Sus ojos le atravesaron—. ¿Les temes?

—¿Quién no, Majestad? —respondió—. Son demonios negros que rondan las colinas deshabitadas más allá del Zhaibar. Pero los sabios dicen que rara vez interfieren en la vida de los mortales.

—No sé por qué mataron a mi hermano, —respondió ella—. ¡Pero he jurado en el altar de Asura destruirlos! Y necesito la ayuda de un hombre más allá de la frontera. Un ejército Kshatriya, sin ayuda, nunca llegaría a Yimsha.

—Sí, —murmuró Chunder Shan—. En eso dices la verdad. Sería una lucha a cada paso del camino, con montañeses peludos arrojando rocas desde todas las alturas y abalanzándose sobre nosotros con sus largos cuchillos en cada valle. Los turanios lucharon una vez contra los himelianos, pero ¿cuántos regresaron a Khurusun? Pocos de los que escaparon de las espadas de los Kshatriyas, después de que el rey, tu hermano, derrotara a su hueste en el río Jhumda, volvieron a ver Secunderam.

—Y por eso debo controlar a los hombres del otro lado de la frontera, —dijo ella—, hombres que conozcan el camino hacia el monte Yimsha...

—Pero las tribus temen a los Videntes Negros y rehúyen la montaña impía, —irrumpió el gobernador.

—¿Les teme el jefe, Conan? —preguntó ella.

—Bueno, en cuanto a eso, —murmuró el gobernador—, dudo que haya algo que ese demonio tema.

—Eso me han dicho. Por lo tanto, él es el hombre con el que debo tratar. Desea la liberación de sus siete hombres. Muy bien; su rescate serán las cabezas de los Videntes Negros. —Su voz retumbaba de odio al pronunciar las últimas palabras, y sus manos se aferraron a sus costados. Parecía una imagen de la pasión encarnada mientras permanecía allí con la cabeza en alto y el pecho agitado.

De nuevo el gobernador se arrodilló, pues parte de su sabiduría consistía en saber que una mujer en semejante tormenta emocional es tan peligrosa como una cobra ciega para cualquiera que la rodee.
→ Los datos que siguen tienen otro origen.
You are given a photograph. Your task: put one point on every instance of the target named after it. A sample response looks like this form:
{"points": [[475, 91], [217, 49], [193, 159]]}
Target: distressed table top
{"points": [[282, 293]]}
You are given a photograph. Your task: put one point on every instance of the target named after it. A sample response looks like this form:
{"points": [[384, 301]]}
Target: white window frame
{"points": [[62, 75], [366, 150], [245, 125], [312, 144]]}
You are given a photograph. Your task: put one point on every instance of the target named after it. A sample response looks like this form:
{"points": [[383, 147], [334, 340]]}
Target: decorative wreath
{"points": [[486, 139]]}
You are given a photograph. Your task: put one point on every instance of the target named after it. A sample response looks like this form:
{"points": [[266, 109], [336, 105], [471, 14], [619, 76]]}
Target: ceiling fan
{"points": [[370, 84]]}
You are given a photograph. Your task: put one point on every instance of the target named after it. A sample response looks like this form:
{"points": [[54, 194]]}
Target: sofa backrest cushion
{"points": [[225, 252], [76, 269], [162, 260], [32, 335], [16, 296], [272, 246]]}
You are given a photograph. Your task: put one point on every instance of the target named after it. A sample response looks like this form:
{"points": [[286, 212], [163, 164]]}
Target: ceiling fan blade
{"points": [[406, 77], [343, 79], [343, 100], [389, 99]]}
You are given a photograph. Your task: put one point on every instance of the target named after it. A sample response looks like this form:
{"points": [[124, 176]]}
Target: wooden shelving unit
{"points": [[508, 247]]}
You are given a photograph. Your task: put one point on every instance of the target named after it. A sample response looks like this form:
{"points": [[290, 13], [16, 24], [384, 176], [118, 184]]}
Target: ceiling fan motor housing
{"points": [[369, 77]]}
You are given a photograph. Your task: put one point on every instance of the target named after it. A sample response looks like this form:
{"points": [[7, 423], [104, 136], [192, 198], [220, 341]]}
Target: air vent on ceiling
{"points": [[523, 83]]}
—Será como deseáis, Majestad. —Luego, como ella mostraba un aspecto más tranquilo, él se levantó y se aventuró a soltar una palabra de advertencia—. No puedo predecir cuál será la acción del jefe Conan. Los miembros de la tribu son siempre turbulentos, y tengo razones para creer que emisarios de los turanios los están azuzando para que asalten nuestras fronteras. Como su majestad sabe, los turanios se han establecido en Secunderam y otras ciudades del norte, aunque las tribus de las colinas siguen sin ser conquistadas. El rey Yezdigerd lleva mucho tiempo mirando hacia el sur con codiciosa lujuria y tal vez esté tratando de ganar mediante la traición lo que no pudo ganar por la fuerza de las armas. He pensado que Conan bien podría ser uno de sus espías.